Putting the meat in a basket and the broth in a pot,
he brought them out to him under the terebinth
and presented them.
The angel of God said to him, “Take the meat and unleavened cakes
and lay them on this rock; then pour out the broth.”
When he had done so,
the angel of the LORD stretched out the tip of the staff he held,
and touched the meat and unleavened cakes.
Thereupon a fire came up from the rock
that consumed the meat and unleavened cakes,
and the angel of the LORD disappeared from sight.
Gideon, now aware that it had been the angel of the LORD,
said, “Alas, Lord GOD,
that I have seen the angel of the LORD face to face!”
The LORD answered him,
“Be calm, do not fear. You shall not die.”
So Gideon built there an altar to the LORD
and called it Yahweh-shalom.

Responsorial Psalm                   PS 85:9, 11-12, 13-14

R. (see 9b) The Lord speaks of peace to his people.
I will hear what God proclaims;
the LORD–for he proclaims peace
To his people, and to his faithful ones,
and to those who put in him their hope.
R. The Lord speaks of peace to his people.
Kindness and truth shall meet;
justice and peace shall kiss.
Truth shall spring out of the earth,
and justice shall look down from heaven.
R. The Lord speaks of peace to his people.
The LORD himself will give his benefits;
our land shall yield its increase.
Justice shall walk before him,
and salvation, along the way of his steps.
R. The Lord speaks of peace to his people.
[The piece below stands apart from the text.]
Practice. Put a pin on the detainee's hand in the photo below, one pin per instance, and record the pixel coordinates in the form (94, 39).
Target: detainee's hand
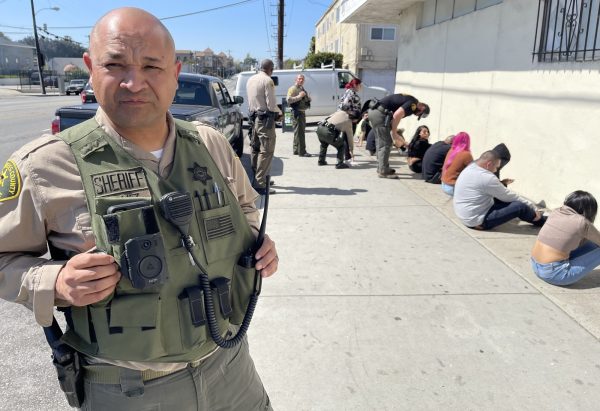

Gospel                  MT 19:23-30

Jesus said to his disciples:
“Amen, I say to you, it will be hard for one who is rich
to enter the Kingdom of heaven.
Again I say to you,
it is easier for a camel to pass through the eye of a needle
than for one who is rich to enter the Kingdom of God.”
When the disciples heard this, they were greatly astonished and said,
“Who then can be saved?”
Jesus looked at them and said,
“For men this is impossible,
but for God all things are possible.”
Then Peter said to him in reply,
“We have given up everything and followed you.
What will there be for us?”
Jesus said to them, “Amen, I say to you
that you who have followed me, in the new age,
when the Son of Man is seated on his throne of glory,
will yourselves sit on twelve thrones,
judging the twelve tribes of Israel.
And everyone who has given up houses or brothers or sisters
or father or mother or children or lands
for the sake of my name will receive a hundred times more,
and will inherit eternal life.
But many who are first will be last, and the last will be first.”